MongoDB does not fail at scale because documents are bad. It fails because the document shape stopped matching the way the product reads and writes data, and nobody noticed until the working set moved out of memory.
Node.js gets blamed for some of this too. Usually the real bug is simpler: too much data pulled into the app, too many per-row calls, a missing compound index, or a document that grew from "convenient" to "every screen in the business."
The database is not offended by your model. It is just executing it.
Model around the hot path#
The first question is not "embed or reference?" The first question is "what does the hot path need in one read?"
Embedding is great when the child data is small, bounded, and read with the parent. It is painful when the child data grows without limit, changes at a different cadence, or needs its own query path.
type OrderDocument = {
id: string;
buyerId: string;
status: 'draft' | 'paid' | 'fulfilled' | 'cancelled';
totals: { subtotal: number; tax: number; grandTotal: number };
lines: { sku: string; qty: number; unitPrice: number }[];
};That shape is fine until someone adds every shipment event, every support note, every payment attempt, and every audit trail to the same document because "it belongs to the order." Belongs is not a modeling rule. Access pattern is.

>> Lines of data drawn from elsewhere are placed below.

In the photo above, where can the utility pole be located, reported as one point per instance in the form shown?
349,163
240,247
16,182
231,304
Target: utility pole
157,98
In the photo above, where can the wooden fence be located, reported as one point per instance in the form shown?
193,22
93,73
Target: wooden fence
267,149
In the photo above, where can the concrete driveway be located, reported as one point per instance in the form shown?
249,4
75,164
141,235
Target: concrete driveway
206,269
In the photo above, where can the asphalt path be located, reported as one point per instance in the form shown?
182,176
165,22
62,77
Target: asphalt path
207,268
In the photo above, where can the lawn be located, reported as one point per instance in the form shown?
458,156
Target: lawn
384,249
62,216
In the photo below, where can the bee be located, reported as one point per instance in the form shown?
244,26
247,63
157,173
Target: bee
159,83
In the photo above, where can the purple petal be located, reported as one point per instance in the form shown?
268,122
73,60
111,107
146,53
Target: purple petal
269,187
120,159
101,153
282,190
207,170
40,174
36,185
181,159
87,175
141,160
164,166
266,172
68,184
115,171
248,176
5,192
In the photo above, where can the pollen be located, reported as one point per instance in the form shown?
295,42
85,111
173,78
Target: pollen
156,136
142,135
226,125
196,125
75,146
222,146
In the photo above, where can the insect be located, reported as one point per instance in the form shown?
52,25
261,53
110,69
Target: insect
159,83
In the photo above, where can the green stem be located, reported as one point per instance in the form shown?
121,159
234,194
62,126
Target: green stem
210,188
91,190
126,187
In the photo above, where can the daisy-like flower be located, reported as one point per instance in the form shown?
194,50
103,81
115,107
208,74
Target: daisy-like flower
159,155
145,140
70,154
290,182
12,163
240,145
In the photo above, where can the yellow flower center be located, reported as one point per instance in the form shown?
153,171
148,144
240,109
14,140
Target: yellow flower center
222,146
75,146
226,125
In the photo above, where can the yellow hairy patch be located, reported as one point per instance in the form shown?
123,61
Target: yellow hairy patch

Indexes are part of the feature#
An endpoint is not done when it returns the right JSON on your laptop. It is done when the query shape has an index that matches production cardinality.
For MongoDB, that means looking at the filter, sort, and projection together:
db.orders.createIndex({
buyerId: 1,
status: 1,
createdAt: -1,
});If the query filters on buyerId, filters on status, and sorts by createdAt, that compound index is not an optimization. It is the feature's support structure.
The index review should happen in code review. If the PR adds a query and no one can point to the matching index, the PR is not done.
Watch memory before CPU#
The nasty cliff is the working set. Everything feels fine while the hot indexes and documents fit in memory. Then the product grows, a document gets wider, a dashboard scans too much, and the database starts spending its life fetching pages.
The symptoms look like application problems:
- Node workers waiting on I/O;
- p95s drifting before p50s move;
- connection pools filling during dashboard traffic;
- one "simple" admin screen making every customer request slower.
The fix is rarely "rewrite it." The fix is usually smaller reads, better projections, a correct compound index, and moving unbounded history out of the hot document.
The app should not repair the database shape#
When the Node layer starts doing joins, filters, and sorts in memory, the model is already leaking.
You can get away with it early. A dozen records become a hundred. A hundred becomes ten thousand. Then a harmless endpoint is allocating large arrays so it can throw most of them away. That is not business logic. That is a query plan hiding in TypeScript.
I like Node for product work because it makes the path from API to UI short. That does not mean the app should compensate for a lazy database model. Keep the hot path narrow, name the indexes in the PR, and treat document growth as a production risk, not a storage detail.